I get creeped out by the relentless totalitarianism of Charterism; its tone-deafness, its self-referentiality, its inability to consider that there might be limits – not found in the Charter – to the range and depth of its reach into private conscience and public behaviour.
Yesterday the Post printed an op-ed called “The Religious Hospital Problem”. It argued that the calculations of rights embodied in the Charter were such that the only correct conclusion was that a Catholic hospital had no right to refuse a patient an “assisted death”.
The hospital had a trust relationship with the patient, and that the trust relationship trumped the religious rights – if any – of a Catholic institution.
The authors, Richard C. Owens and Ellen Wiebe, concluded:
Should Shearer really have had to accommodate someone’s religious convictions to the extent of the awful pain and degradation he suffered? No. That is not to say a Catholic doctor must be required to assist someone’s death — except perhaps in unusual circumstances. But an institution, per se, has no religion. It just happens to be under the control of those who wish to use it as a platform for advancing their beliefs. As such, every Catholic hospital should have at least one non-Catholic doctor with unimpeded access to terminal patients who is free to assist patients with their deaths. These rights must apply to patients of all creeds — including Catholics themselves.
1. An institution has no religion,it is merely the platform for the advancement of beliefs.
2. Therefore, since it has no religion, every Catholic hospital should have at least one non-Catholic doctor able to provide assisted deaths to allow for the proper exercise of patients’ rights to be killed.
3. A Catholic doctor (meaning a professed Christian) may, in circumstances not described but certainly not determined by him, be required to assist someone’s death, that is, stick a needle in someone’s arm and kill them, thus violating the Hippocratic oath and his conscience as a Christian.
In short, your religious convictions are without any weight or relevance to your requirement to be the obedient servant of the will of the state, as determined by the Supreme Court.
The Supreme Court has already determined that denying assisted death would violate a citizen’s rights under section 7 of the Charter.
Thus, a right not to be deprived of life, liberty and security of the person now includes the right to call in a doctor and have him give you a needle to kill you. Your right becomes his obligation.

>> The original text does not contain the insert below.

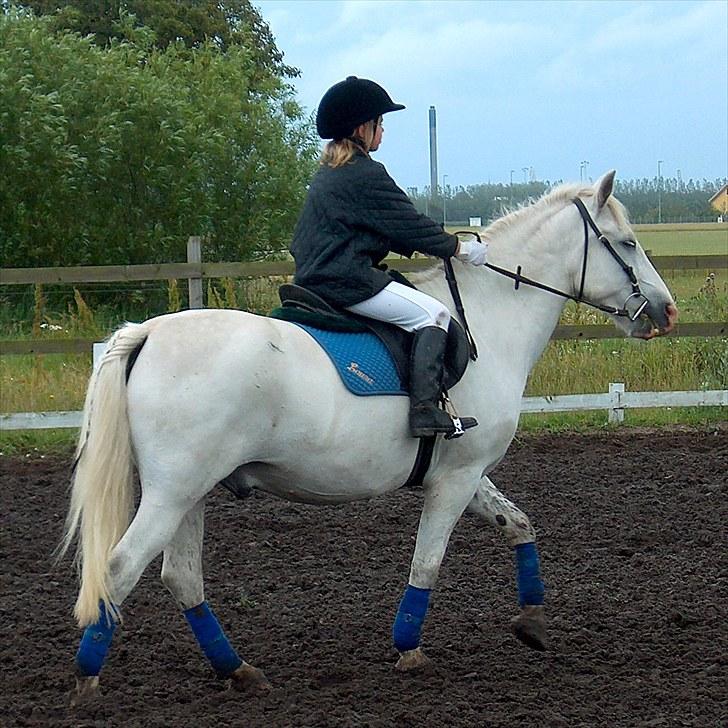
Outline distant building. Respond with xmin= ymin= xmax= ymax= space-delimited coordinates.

And the doctor’s right to refuse you this unction is close to non-existent.
It is the same all over in any discussion of rights under the Charter. It is a totalitarian mental framework erected by lawyers, to place over their heads, and prevent them from thinking in any terms outside the framework erected by the Charter.
If a Canadian parliament passes a law, it may be declared to be outside its legislative competence, by reason of Charter violation or that it violates the division of powers between federal and provincial levels of government. But if the Supreme Court creates a law, there is no appeal. And these people are making bad law every month or so, as humans do, and only the very slow passage of time, and the appointments process, will reverse or hinder previous law-making. They are not evil, nor are they badly intended. The particular hell to which we are being sent is paved with the noblest of intentions, namely the Charter. My concern is that we have appointed a Supreme Court to do what no humans can do, which is to be infallible. And being human, they understand they have unchecked power and are using it to advance an agenda of their own devising.
William Buckley’s famous phrase was that he would rather the United States be governed by the first four hundred people out of the Boston telephone book than by the faculty of Harvard University. I feel the same way about Canada’s Supreme Court.